WHEN Myra Hindley joined Millwards Merchandising, a chemical company on the outskirts of Manchester, she was a deeply religious, naïve 18-year old from the suburbs. She said she "loved children and animals".
It was there she set eyes on Ian Brady, a tall Scot five years her senior who worked as the store clerk. To her, a lowly typist, he seemed impossibly sophisticated and mature. Hindley would later describe the meeting as "an immediate and fatal attraction".
For months, he ignored her but finally, in 1961, in the run up to Christmas, he asked her out to see a film about the Nazi trials at Nremberg. She quickly became infatuated with him, despite learning he had convictions for a string of burglaries. Hindley developed interests that mirrored his. She joined a gun club and even bought a gun.

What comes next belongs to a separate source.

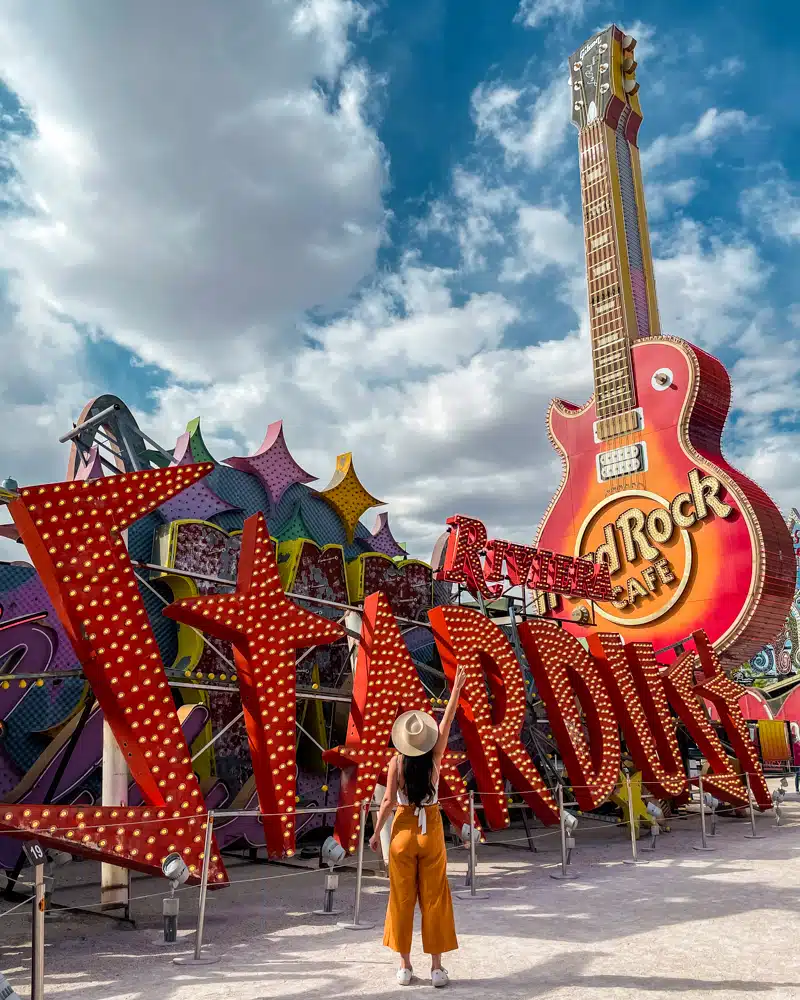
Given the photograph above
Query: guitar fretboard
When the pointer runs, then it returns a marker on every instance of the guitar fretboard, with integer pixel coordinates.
(611, 220)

Their criminal partnership began with her agreeing to hold up building societies and they dreamed of getting rich on the proceeds.

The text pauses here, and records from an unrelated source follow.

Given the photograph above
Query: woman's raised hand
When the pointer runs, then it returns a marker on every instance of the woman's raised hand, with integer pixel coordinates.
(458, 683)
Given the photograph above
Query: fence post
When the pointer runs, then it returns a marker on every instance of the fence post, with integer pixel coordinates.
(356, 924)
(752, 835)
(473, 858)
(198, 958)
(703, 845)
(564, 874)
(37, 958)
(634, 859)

Within 18 months of the pair becoming lovers, Hindley was prepared to help Brady in the first of a chilling series of child murders. It began on a summer’s evening, in July 1963, when she stopped to talk to a neighbour, 16-year old Pauline Reade. Hindley said she had lost a glove on nearby Saddleworth Moor and the girl agreed to help.

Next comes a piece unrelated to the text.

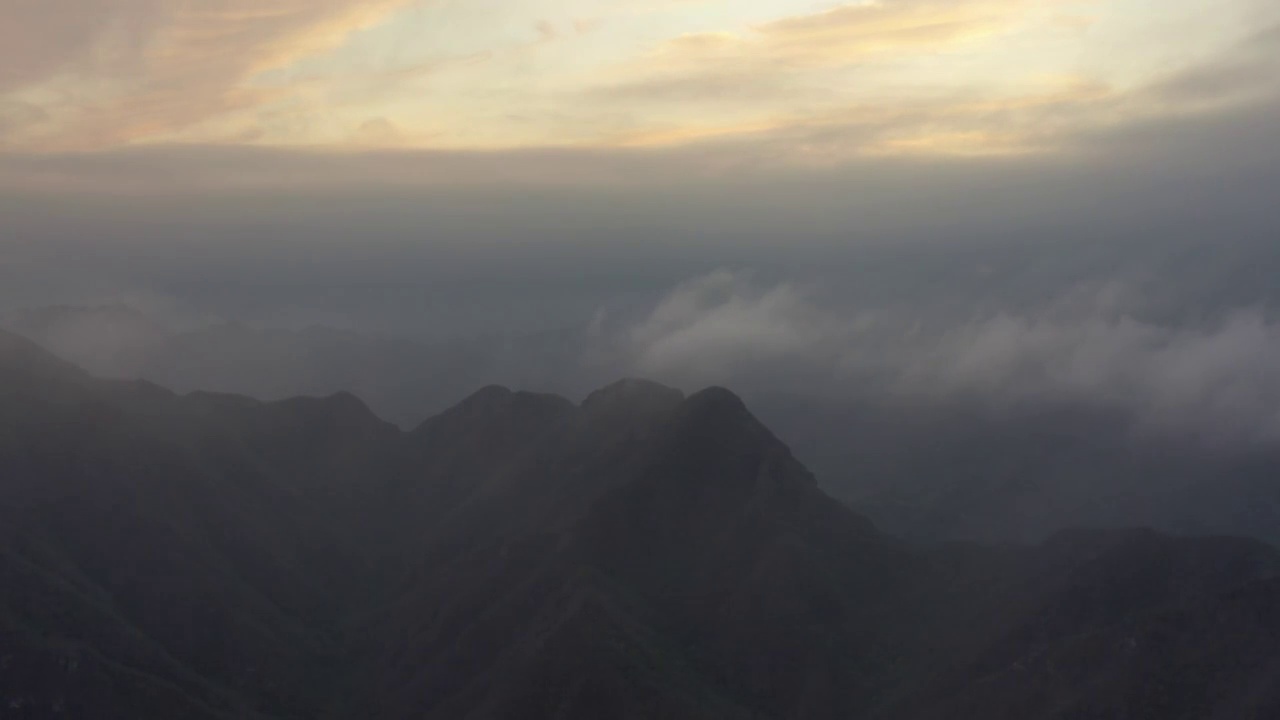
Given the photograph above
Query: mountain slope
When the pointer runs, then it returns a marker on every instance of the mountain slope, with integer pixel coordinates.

Her body was found, two decades later; she was still wearing her pink and gold party dress and blue coat. Her throat had been cut.
For weeks after the murder, Hindley continued to say hello to Pauline’s mother as she passed by.
It took the pair just four months to claim another victim, 12-year-old John Kilbride.
In a series of acts so horrific that they continue to shock to this day, Hindley and her lover killed five children aged from ten to 17, between July 1963 and October 1965.
Throughout the murder trial, Hindley and Brady grimly refused to admit their guilt. On 6 May 1966, they were both sentenced to life imprisonment.
The presiding judge, Mr Justice Fenton Atkinson, drew a distinction between the two defendants, saying while Brady had no hope of redemption, he hoped that Hindley may be rehabilitated, once removed from his influence. Since that day, Hindley has made it her life’s work to attempt to persuade the world of the truth in his words.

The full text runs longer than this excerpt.